The Antisocial Thesis: how Born of Man Could it be Magic? shed light on this turn in queer theory & the necessary background to understand it.

In her account of her transgender brother’s pregnancy, journalist Jessi Hempel writes, “Now that gay marriage is legal, the social battleground has shifted to new frontiers.”1 Laura V. Heston draws attention to this idea as well, noting a common refrain from LGBT parents who wish to be seen as “no different” than heterosexual parents.2 Hempel and Heston’s perspectives are further supported by queer theorists like Michael Warner and Lisa Duggan, who have both regarded the emergent politics around queer family making in this same political light, albeit with a less positive connotation, viewing these new norms as assimilationist, heteronormative, and (in Duggan’s case) even homonormative.3 From the charged language that shifts between seeing LGBT family advocacy as a “social battleground” to seeing this very initiative as one that demobilizes queer politics, hefty theoretical debates quickly emerge.

Sifting through both sides of these debates, Joshua Gamson provides both a useful critique to the assimilation of the “nuclear family’s” norms while also celebrating the new stories of queer modes of family making. According to him, the problem with “[s]eeking to be assimilated to the-way-things-are does nothing to change the way things are, and the way things are is the very problem to begin with: powerful people define normalcy so that respect, status, fights, and resources flow to those who fit the definition and are denied to those who don’t.”4 This, in fact, is Michael Warner’s concern as expressed in the aptly titled The Trouble With Normal, in which he considers who misses out when assimilation to more traditionally accepted norms is placed at the top of the “gay agenda.”

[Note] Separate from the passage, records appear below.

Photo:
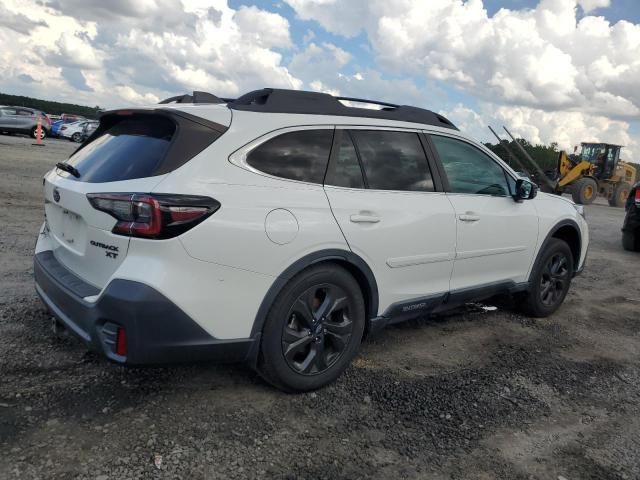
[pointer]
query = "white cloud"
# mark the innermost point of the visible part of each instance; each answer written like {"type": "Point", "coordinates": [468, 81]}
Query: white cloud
{"type": "Point", "coordinates": [134, 52]}
{"type": "Point", "coordinates": [264, 28]}
{"type": "Point", "coordinates": [590, 5]}
{"type": "Point", "coordinates": [541, 58]}
{"type": "Point", "coordinates": [567, 129]}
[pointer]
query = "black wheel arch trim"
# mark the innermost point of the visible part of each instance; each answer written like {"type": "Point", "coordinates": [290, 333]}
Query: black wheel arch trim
{"type": "Point", "coordinates": [551, 234]}
{"type": "Point", "coordinates": [301, 264]}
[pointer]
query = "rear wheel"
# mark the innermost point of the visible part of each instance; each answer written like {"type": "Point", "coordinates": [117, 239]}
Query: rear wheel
{"type": "Point", "coordinates": [550, 280]}
{"type": "Point", "coordinates": [313, 329]}
{"type": "Point", "coordinates": [620, 195]}
{"type": "Point", "coordinates": [584, 191]}
{"type": "Point", "coordinates": [631, 241]}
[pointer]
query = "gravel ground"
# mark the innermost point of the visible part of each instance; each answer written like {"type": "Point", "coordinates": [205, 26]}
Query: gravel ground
{"type": "Point", "coordinates": [469, 395]}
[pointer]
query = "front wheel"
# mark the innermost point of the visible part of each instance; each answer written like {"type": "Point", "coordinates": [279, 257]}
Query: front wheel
{"type": "Point", "coordinates": [313, 329]}
{"type": "Point", "coordinates": [550, 280]}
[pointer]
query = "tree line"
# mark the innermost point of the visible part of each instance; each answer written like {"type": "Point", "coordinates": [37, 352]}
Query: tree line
{"type": "Point", "coordinates": [49, 107]}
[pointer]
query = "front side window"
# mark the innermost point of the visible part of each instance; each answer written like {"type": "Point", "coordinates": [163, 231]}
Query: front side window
{"type": "Point", "coordinates": [300, 155]}
{"type": "Point", "coordinates": [468, 169]}
{"type": "Point", "coordinates": [344, 168]}
{"type": "Point", "coordinates": [393, 160]}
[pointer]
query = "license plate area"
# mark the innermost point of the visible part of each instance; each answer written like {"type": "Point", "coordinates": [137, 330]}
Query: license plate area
{"type": "Point", "coordinates": [68, 228]}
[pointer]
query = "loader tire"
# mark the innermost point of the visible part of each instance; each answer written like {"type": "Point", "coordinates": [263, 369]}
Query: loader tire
{"type": "Point", "coordinates": [584, 191]}
{"type": "Point", "coordinates": [620, 194]}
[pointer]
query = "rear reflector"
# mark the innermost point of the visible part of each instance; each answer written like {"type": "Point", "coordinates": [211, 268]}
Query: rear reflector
{"type": "Point", "coordinates": [153, 215]}
{"type": "Point", "coordinates": [121, 342]}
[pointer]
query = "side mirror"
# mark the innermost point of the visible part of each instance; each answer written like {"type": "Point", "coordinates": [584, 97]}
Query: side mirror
{"type": "Point", "coordinates": [525, 190]}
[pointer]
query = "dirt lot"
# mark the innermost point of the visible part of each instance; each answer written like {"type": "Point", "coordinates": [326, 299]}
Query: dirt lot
{"type": "Point", "coordinates": [472, 395]}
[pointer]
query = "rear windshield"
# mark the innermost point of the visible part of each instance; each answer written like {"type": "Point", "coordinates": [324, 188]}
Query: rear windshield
{"type": "Point", "coordinates": [132, 148]}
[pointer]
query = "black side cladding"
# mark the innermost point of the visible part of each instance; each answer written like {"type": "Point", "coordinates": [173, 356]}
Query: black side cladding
{"type": "Point", "coordinates": [191, 136]}
{"type": "Point", "coordinates": [272, 100]}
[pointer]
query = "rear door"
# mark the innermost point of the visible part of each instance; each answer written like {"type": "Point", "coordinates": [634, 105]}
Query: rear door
{"type": "Point", "coordinates": [383, 194]}
{"type": "Point", "coordinates": [496, 236]}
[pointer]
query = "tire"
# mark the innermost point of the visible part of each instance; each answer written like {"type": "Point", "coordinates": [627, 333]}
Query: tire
{"type": "Point", "coordinates": [584, 191]}
{"type": "Point", "coordinates": [321, 346]}
{"type": "Point", "coordinates": [43, 133]}
{"type": "Point", "coordinates": [620, 194]}
{"type": "Point", "coordinates": [550, 280]}
{"type": "Point", "coordinates": [631, 241]}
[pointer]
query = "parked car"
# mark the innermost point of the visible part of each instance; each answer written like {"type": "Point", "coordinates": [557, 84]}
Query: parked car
{"type": "Point", "coordinates": [631, 226]}
{"type": "Point", "coordinates": [64, 119]}
{"type": "Point", "coordinates": [282, 227]}
{"type": "Point", "coordinates": [88, 129]}
{"type": "Point", "coordinates": [75, 131]}
{"type": "Point", "coordinates": [23, 120]}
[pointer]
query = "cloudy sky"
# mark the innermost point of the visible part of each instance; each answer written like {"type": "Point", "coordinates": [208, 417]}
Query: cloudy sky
{"type": "Point", "coordinates": [552, 70]}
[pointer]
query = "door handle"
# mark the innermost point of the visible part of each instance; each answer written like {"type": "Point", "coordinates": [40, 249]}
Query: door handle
{"type": "Point", "coordinates": [364, 218]}
{"type": "Point", "coordinates": [469, 217]}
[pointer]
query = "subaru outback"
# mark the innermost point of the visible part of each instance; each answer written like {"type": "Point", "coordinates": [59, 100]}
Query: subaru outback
{"type": "Point", "coordinates": [282, 227]}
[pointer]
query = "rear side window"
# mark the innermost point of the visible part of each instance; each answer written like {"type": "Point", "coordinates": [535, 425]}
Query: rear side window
{"type": "Point", "coordinates": [301, 155]}
{"type": "Point", "coordinates": [393, 160]}
{"type": "Point", "coordinates": [344, 168]}
{"type": "Point", "coordinates": [131, 148]}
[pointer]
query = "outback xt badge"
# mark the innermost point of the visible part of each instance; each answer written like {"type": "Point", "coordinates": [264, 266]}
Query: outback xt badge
{"type": "Point", "coordinates": [111, 250]}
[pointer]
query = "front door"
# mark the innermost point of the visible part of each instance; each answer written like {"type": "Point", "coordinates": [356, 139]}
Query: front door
{"type": "Point", "coordinates": [382, 194]}
{"type": "Point", "coordinates": [496, 236]}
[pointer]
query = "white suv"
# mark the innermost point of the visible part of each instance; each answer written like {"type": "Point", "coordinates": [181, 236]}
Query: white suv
{"type": "Point", "coordinates": [282, 227]}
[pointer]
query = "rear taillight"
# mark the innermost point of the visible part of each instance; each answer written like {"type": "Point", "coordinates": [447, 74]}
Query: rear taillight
{"type": "Point", "coordinates": [153, 215]}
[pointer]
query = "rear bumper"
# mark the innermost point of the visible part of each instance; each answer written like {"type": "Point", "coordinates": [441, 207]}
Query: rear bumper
{"type": "Point", "coordinates": [157, 331]}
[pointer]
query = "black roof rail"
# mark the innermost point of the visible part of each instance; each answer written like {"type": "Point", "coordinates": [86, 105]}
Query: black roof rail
{"type": "Point", "coordinates": [197, 97]}
{"type": "Point", "coordinates": [273, 100]}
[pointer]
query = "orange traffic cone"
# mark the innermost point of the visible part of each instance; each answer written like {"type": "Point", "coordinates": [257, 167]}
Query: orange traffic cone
{"type": "Point", "coordinates": [39, 134]}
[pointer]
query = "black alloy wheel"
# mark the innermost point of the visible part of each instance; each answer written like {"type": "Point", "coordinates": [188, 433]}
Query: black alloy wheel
{"type": "Point", "coordinates": [313, 329]}
{"type": "Point", "coordinates": [554, 279]}
{"type": "Point", "coordinates": [318, 329]}
{"type": "Point", "coordinates": [549, 281]}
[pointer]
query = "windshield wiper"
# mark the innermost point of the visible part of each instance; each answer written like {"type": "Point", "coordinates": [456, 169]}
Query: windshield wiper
{"type": "Point", "coordinates": [68, 168]}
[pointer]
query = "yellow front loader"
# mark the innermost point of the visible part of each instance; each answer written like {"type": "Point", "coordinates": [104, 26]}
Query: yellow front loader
{"type": "Point", "coordinates": [597, 170]}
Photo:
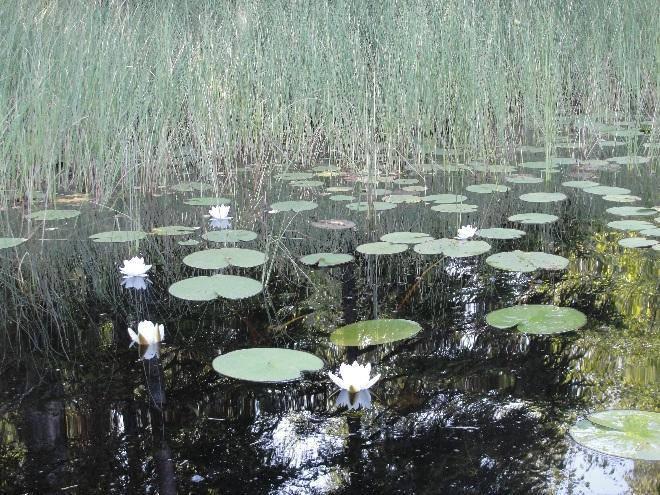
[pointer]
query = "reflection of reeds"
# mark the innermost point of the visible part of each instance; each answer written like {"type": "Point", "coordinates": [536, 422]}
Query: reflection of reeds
{"type": "Point", "coordinates": [102, 94]}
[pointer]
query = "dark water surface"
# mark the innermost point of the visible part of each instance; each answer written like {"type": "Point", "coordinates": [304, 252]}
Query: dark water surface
{"type": "Point", "coordinates": [461, 408]}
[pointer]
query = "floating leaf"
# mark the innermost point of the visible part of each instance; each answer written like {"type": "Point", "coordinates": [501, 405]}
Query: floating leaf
{"type": "Point", "coordinates": [209, 288]}
{"type": "Point", "coordinates": [215, 259]}
{"type": "Point", "coordinates": [537, 318]}
{"type": "Point", "coordinates": [374, 332]}
{"type": "Point", "coordinates": [48, 215]}
{"type": "Point", "coordinates": [119, 236]}
{"type": "Point", "coordinates": [326, 259]}
{"type": "Point", "coordinates": [543, 197]}
{"type": "Point", "coordinates": [523, 261]}
{"type": "Point", "coordinates": [500, 233]}
{"type": "Point", "coordinates": [406, 237]}
{"type": "Point", "coordinates": [381, 248]}
{"type": "Point", "coordinates": [266, 364]}
{"type": "Point", "coordinates": [533, 218]}
{"type": "Point", "coordinates": [453, 248]}
{"type": "Point", "coordinates": [229, 235]}
{"type": "Point", "coordinates": [623, 433]}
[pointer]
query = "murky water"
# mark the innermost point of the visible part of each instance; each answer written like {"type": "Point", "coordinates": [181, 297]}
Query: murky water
{"type": "Point", "coordinates": [461, 407]}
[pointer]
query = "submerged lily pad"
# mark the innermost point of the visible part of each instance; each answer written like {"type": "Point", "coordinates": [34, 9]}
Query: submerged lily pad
{"type": "Point", "coordinates": [296, 206]}
{"type": "Point", "coordinates": [537, 318]}
{"type": "Point", "coordinates": [326, 259]}
{"type": "Point", "coordinates": [374, 332]}
{"type": "Point", "coordinates": [453, 248]}
{"type": "Point", "coordinates": [500, 233]}
{"type": "Point", "coordinates": [624, 433]}
{"type": "Point", "coordinates": [377, 248]}
{"type": "Point", "coordinates": [215, 259]}
{"type": "Point", "coordinates": [266, 364]}
{"type": "Point", "coordinates": [543, 197]}
{"type": "Point", "coordinates": [526, 261]}
{"type": "Point", "coordinates": [406, 237]}
{"type": "Point", "coordinates": [49, 215]}
{"type": "Point", "coordinates": [119, 236]}
{"type": "Point", "coordinates": [533, 218]}
{"type": "Point", "coordinates": [7, 242]}
{"type": "Point", "coordinates": [209, 288]}
{"type": "Point", "coordinates": [230, 235]}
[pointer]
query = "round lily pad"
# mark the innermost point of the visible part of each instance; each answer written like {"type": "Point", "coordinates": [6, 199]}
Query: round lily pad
{"type": "Point", "coordinates": [119, 236]}
{"type": "Point", "coordinates": [533, 218]}
{"type": "Point", "coordinates": [230, 235]}
{"type": "Point", "coordinates": [487, 188]}
{"type": "Point", "coordinates": [49, 215]}
{"type": "Point", "coordinates": [207, 201]}
{"type": "Point", "coordinates": [377, 248]}
{"type": "Point", "coordinates": [326, 259]}
{"type": "Point", "coordinates": [266, 364]}
{"type": "Point", "coordinates": [537, 318]}
{"type": "Point", "coordinates": [333, 224]}
{"type": "Point", "coordinates": [374, 332]}
{"type": "Point", "coordinates": [296, 206]}
{"type": "Point", "coordinates": [624, 433]}
{"type": "Point", "coordinates": [526, 261]}
{"type": "Point", "coordinates": [7, 242]}
{"type": "Point", "coordinates": [632, 211]}
{"type": "Point", "coordinates": [453, 248]}
{"type": "Point", "coordinates": [406, 237]}
{"type": "Point", "coordinates": [500, 233]}
{"type": "Point", "coordinates": [215, 259]}
{"type": "Point", "coordinates": [455, 208]}
{"type": "Point", "coordinates": [209, 288]}
{"type": "Point", "coordinates": [637, 242]}
{"type": "Point", "coordinates": [543, 197]}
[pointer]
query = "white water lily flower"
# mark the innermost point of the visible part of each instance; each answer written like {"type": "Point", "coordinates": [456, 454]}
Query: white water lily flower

In his collection and analysis of different queer family’s experiences (including his own), Gamson expresses a concern over the powers and privileges embedded in the narratives of gay men (like himself) who have sought surrogate mothers to aid in the birth of their children. He is self-reflective, studying not only his own choices, but those of his ex-girlfriend who carried his first child and the agency-hired surrogate who carried his second. Through anecdotes of how he met his partner at an Equinox gym on the Upper East Side and his parents’ reaction to their later decision to pursue surrogacy, set against the backdrop of Martha’s Vineyard, Gamson accounts for his gender, economic, educational and racial privileges, previewing the main concerns that arise in terms of the inequalities that emerge through these developing reproductive technologies. What he finds through this analysis is a complex network of powers and privileges that set one gay man’s desire for a biological family alongside one woman’s economic and another’s experiential gain.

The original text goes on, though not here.